The light was dimming and the rising moon was sailing towards the clouds by the time Mary Curry arrived in the family wagon to pick the boys up.  Her clear blue eyes scanned the trees, the carefully piled leaves, and the sack of windfall fruit propped up against the wall of Mrs. Smart’s little timber home.  She gave a nod of satisfaction.  “Looks good,” she announced.  “Did you tell her that I told you what to do?”

The boys nodded in unison.

“Great.  And did you do everything I told you to do?”

More nodding.

“Exactly as I told you to do it?”

“Yes, Ma.”  Jed grin grew wider.  “We did.  We planted them.  Hannibal made sure it was spelled right.”

Mrs. Curry started to chuckle, the mirth rolling around her petite frame, filling her pretty face with devilment.  “Good.  Maybe she’ll think twice before she insults this family again when the words ‘selfish witch’ come up, written in spring flowers.  I wonder how long it’ll take before anyone even tells her.”

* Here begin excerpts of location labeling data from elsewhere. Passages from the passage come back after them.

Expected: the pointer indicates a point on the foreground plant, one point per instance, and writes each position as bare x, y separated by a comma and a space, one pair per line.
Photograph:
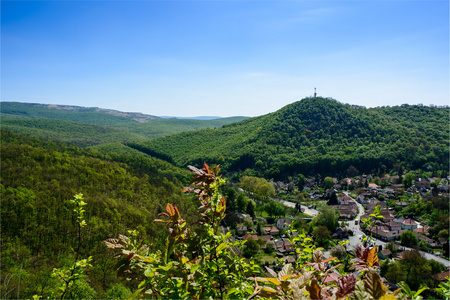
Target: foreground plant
200, 264
205, 263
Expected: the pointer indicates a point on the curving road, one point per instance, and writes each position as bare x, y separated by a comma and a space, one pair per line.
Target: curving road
355, 240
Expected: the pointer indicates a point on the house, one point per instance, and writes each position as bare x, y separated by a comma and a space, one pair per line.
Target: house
250, 236
289, 260
394, 225
422, 230
265, 238
424, 238
383, 233
272, 230
383, 254
284, 223
422, 183
373, 186
241, 230
409, 224
362, 199
340, 233
442, 276
283, 246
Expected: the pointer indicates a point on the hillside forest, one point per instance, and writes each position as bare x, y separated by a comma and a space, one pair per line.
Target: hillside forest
73, 179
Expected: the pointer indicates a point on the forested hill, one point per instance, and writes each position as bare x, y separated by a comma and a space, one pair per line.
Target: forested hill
123, 188
85, 126
87, 115
317, 135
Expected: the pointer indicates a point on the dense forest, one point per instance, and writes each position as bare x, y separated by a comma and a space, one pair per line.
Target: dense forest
124, 190
125, 177
92, 126
317, 135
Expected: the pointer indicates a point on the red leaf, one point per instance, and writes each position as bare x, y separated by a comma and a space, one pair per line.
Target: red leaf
314, 290
346, 285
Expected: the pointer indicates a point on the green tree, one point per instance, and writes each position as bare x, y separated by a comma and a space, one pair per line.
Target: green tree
274, 209
251, 208
408, 179
395, 273
301, 182
321, 234
328, 217
241, 203
328, 183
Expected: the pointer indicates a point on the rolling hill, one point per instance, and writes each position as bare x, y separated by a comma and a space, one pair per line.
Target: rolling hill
316, 135
92, 126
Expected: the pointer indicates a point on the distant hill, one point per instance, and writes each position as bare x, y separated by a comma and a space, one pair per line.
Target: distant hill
91, 126
316, 135
88, 115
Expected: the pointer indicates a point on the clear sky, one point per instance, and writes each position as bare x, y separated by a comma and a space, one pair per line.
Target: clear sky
223, 58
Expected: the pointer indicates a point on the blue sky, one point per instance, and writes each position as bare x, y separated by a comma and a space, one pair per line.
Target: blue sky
223, 58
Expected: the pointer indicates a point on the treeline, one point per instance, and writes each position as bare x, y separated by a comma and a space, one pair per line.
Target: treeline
69, 132
88, 126
124, 190
318, 135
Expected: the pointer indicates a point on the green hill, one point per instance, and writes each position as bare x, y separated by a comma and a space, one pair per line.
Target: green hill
124, 190
87, 115
67, 131
91, 126
163, 127
316, 135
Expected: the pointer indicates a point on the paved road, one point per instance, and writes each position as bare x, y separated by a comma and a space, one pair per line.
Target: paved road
355, 240
309, 211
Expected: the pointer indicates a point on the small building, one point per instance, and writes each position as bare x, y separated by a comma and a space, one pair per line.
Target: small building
241, 230
442, 276
383, 254
409, 224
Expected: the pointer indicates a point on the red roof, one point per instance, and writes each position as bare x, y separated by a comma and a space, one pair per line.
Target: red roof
331, 277
441, 276
409, 222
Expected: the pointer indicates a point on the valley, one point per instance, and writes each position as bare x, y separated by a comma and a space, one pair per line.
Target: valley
333, 172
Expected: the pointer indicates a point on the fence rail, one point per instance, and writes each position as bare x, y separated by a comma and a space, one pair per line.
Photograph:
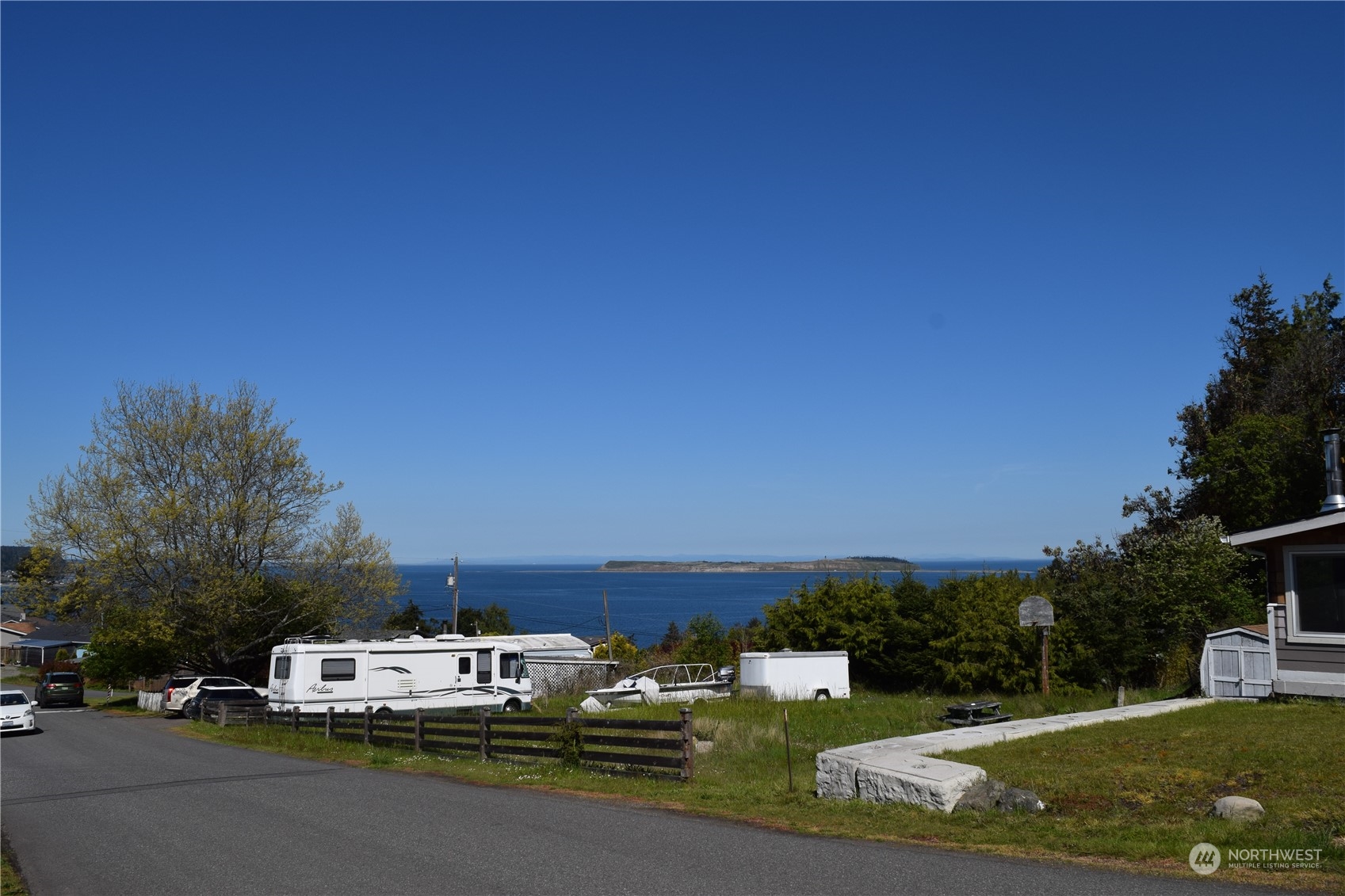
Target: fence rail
613, 745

“Won’t she see them for herself, Auntie Mary?” asked little Hannibal.

“She says she doesn’t go out after dark,” Mary Curry shrugged.  “You planted moonflowers, so they blossom in the moonbeams.  There won’t be much to see during the day.  She’ll only know if she has any friends.”  She watched the boys climb in the vehicle before giving the reins a shake to bid the horse into motion.  “I hope it’s there good and long before she finds out.  That’ll teach her to argue with an Irish woman.  Nobody blackens the name of my husband and child and walks away.  Nobody!”